The labor factor is big but also the temperature of a deck oven falls swiftly when busy resulting in longer and longer bake times. The conveyor ovens remains steady no matter the load. Our clients prefer the edge oven.
There is a multi unit pizza company in our area using deck ovens generating significant sales. The wait times cannot get that far out of line or there would be comments from places like “seek the negative first” Yelp. I have not seen any. I do see multiple banks of deck ovens that must mitigate the “longer baking times” factor and I do see extra labor. The one factor that is difficult to reconcile is the labor, especially here in California. Most all restaurants in our very large area are in need of cooks so wages are increasing. Tough scenario; we cannot get the applicants and if we do get them they are costing a lot more and often with fewer skills. In the case of this particular company mentioned with the deck ovens it might be that at the high sales levels the labor is negated to an extent that it is all worth it. There are always compensating factors to every scenario. The question is whether someone can deal with or accept a particular compensating factor. I guess in this case, as George says. the labor is a big factor; maybe to big to accept. I just happened to think about all those deck oven doors opening frequently. They must throw off a lot of heat.
IMO the quality of product that a deck oven produces is worth the extra labor. The main labor problem that I’ve found is the learning curve for actually cooking a pizza properly in a deck oven. George is correct that the temperature of the deck ovens does fall when we’re really busy. We offset this by having 4 units and rotating through them throughout the evening. If we notice one is really dying on us during a rush then we’ll crank it up an additional 75-100 degrees. Ours our made by Marsal and Sons and have additional stones above the pizzas that help retain heat as well (though, their claim of not having to spin pizzas during cooking is BS). With the 4-six pie deck ovens we’re able to go through 400-500 pizzas on fridays; at one of our smaller stores we have 4-four pie ovens and 250-350 on a friday is more than manageable with our oven capacity even with lost heat.

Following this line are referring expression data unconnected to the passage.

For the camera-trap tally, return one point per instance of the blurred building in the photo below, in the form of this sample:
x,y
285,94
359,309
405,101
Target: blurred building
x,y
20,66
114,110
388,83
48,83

You can do a lot of the repairs and adjustments yourself. That being said, you won’t be saving any money by switching to deck ovens, you’ll lose it in labor. In my opinion, you need to make sure that you’ll bring in extra business because of a higher quality product. Although, if your staff is inadequately trained then you will have a lower quality product
Do most of the places in your area use conveyors? If they’re aren’t any deck oven places then I think that it would give you an opportunity to really stick out. Walter with @smiling with hope swears by his old Blodgett decks in Reno. It’s really the only way to get that true NY style pizza bottom crust.
I’ll add that we used to have 2 Garland air deck ovens and 2 blodgett deck ovens at the same time. A noticeable amount of customers would ask for their pies to be baked in the Blodgetts instead of the Garlands. When we switched to only having stone deck ovens we did see a significant increase in business and anecdotally had a lot of positive comments from customers that wondered what we changed that made our pizzas better than before. Stone just cooks the bottom so much better than air.
In my humble opinion the biggest issue with any kind of deck or wood fired oven is the need for an oven tender. They put a raw pizza in the oven and it comes out only when he/she removes it, not a minute sooner or a minute later. My point is…they are dependent upon the human element, and we all know how that works. Every oven has its place and application, some are better than others in specific places (restaurant concepts) and applications (dine-in or DELCO), and even pizza toppings and loading enter into the picture. In my opinion, there is no one size fits all, perfect oven, you just have to find the type of oven which works best in YOUR specific application.